When asked about the fund’s board and leadership during an interview with Pure Politics Thursday, Thayer expressed some concerns about their ability to make the right investment decisions.
“That is going to be up to the legislative panel that was created under Senate Bill 2 to provide even more oversight for the KRS and hopefully make sure that some of the decisions on some of these funds that they have been choosing are the right way to go,” Thayer said.
Thayer pointed to the Kentucky Teacher’s Retirement System for making some better investment decisions but did acknowledge that system has some underfunding issues that need to be addressed.

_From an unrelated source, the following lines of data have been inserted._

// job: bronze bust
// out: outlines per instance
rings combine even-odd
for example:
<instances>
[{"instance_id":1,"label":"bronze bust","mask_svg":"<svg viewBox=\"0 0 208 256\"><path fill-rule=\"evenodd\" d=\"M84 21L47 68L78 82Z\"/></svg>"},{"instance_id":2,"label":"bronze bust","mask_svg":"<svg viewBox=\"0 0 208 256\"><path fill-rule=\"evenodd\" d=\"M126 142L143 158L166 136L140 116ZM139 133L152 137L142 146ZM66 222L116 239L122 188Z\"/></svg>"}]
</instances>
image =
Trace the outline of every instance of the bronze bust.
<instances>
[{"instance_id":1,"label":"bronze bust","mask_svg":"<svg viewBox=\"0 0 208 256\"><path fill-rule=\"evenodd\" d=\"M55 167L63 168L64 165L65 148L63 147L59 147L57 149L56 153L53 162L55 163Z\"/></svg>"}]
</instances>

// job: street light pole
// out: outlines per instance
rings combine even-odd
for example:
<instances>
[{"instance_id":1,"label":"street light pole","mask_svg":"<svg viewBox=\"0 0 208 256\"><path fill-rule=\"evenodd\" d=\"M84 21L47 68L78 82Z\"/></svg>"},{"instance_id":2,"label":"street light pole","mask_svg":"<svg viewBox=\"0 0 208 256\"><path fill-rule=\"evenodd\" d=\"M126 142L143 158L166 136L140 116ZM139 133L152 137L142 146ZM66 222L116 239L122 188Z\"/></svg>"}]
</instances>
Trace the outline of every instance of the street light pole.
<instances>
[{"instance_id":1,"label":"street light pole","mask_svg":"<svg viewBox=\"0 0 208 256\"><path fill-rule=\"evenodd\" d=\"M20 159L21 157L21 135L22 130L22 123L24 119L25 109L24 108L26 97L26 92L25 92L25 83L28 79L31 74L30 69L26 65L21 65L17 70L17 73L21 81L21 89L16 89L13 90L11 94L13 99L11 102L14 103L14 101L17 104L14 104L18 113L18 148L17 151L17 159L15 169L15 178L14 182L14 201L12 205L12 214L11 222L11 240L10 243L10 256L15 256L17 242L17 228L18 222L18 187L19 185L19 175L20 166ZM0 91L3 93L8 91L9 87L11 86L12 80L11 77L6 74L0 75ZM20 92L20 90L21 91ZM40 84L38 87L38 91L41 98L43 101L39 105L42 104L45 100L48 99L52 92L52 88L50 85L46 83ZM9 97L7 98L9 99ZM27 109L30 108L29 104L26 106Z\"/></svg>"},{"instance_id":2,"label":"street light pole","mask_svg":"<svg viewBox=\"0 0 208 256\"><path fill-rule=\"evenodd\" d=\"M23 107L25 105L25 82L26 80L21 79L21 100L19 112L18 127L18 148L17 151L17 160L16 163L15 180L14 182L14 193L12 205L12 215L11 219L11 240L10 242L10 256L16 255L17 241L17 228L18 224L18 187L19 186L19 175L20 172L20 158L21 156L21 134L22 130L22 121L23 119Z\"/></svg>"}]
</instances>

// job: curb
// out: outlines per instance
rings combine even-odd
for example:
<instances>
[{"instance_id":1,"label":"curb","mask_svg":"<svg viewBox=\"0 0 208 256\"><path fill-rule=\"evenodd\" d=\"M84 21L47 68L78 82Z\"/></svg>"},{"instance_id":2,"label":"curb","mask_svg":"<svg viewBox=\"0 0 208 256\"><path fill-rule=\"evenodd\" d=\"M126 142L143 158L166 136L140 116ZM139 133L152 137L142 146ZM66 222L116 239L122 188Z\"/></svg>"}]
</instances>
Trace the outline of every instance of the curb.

Leaders of that fund requested nearly $1 billion extra over two years as part of the biennial budget the General Assembly approved this year. Thayer said that amount was not going to happen because it would be “one ninth of the annual budget.”
But because the legislature did not find the money for the teacher’s retirement fund, some teachers in Louisville have decided to take matters into their own hands and will file a lawsuit seeking $11 billion dollars from the government, according to WFPL.
Thayer said he did not want to comment on litigation but did say it might not play well for the group when it comes to negotiating with lawmakers.
“Seems like everybody wants to go to court these days, so I don’t know if it will help or not,” Thayer said.